Having an arrest on your record can haunt you long after the criminal matter you stand accused of in Waco is resolved. Such a record can bar you from obtaining certain types of housing, and even potentially interfere with you getting a job. Thus, it certainly is in your best interest to try and have any such action removed from public records. However, not all criminal offenses are eligible for expungement. Knowing which ones are might save you a good amount of both mental and emotional effort.

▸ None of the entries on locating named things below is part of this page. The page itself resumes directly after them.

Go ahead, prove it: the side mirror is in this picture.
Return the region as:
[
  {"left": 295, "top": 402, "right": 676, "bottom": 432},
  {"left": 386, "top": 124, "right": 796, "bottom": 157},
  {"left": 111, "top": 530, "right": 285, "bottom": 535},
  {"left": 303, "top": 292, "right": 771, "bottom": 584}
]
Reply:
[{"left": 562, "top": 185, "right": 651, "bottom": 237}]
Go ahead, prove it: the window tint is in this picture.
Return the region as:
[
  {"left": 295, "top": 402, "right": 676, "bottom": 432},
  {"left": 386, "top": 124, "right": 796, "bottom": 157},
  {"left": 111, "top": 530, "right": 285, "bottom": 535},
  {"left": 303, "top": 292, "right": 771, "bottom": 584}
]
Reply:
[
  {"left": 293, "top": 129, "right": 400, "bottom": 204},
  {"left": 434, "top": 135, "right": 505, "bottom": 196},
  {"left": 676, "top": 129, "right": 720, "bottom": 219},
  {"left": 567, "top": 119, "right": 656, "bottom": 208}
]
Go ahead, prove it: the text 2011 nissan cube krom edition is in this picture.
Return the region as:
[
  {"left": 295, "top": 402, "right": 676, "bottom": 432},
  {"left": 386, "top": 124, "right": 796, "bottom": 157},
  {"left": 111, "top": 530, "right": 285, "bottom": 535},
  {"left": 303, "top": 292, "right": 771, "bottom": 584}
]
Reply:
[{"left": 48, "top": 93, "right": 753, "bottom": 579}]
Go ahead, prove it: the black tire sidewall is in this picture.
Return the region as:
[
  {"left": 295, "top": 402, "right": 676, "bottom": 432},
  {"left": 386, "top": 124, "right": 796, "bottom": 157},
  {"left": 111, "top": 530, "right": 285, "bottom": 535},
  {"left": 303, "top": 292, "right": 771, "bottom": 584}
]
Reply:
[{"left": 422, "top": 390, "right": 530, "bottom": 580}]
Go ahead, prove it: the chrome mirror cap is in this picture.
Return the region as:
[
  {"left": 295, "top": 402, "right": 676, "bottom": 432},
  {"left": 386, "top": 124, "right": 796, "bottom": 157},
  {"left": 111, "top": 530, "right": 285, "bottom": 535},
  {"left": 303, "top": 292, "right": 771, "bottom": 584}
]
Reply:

According to Section 55.01 of the Texas Code of Criminal Procedure, you are eligible for expungement if you were arrested for a crime and later acquitted, or convicted but then later pardoned. The only exception to the rule of you being acquitted is if you are still subject to another charge stemming from the same alleged criminal episode. You can also have an arrest expunged if, immediately following your release, to criminal charges remain pending and no final conviction in your case is ever reached.
That may offer some hope in the case of an arrest or pardon, yet what about offenses for which you are convicted? There are other methods that can keep information regarding a criminal offense away from the public. The Texas Department of Public Safety states that certain offenses allow you to complete deferred adjudicated community supervision. Upon your completion, you can then petition the court for an order of nondisclosure. This would prevent criminal justice agencies from making records of your offense public. While not as thorough as expungement, an order of nondisclosure can be particularly effective at shielding your criminal record. Such orders are even expected from requests made under the Public Information Act.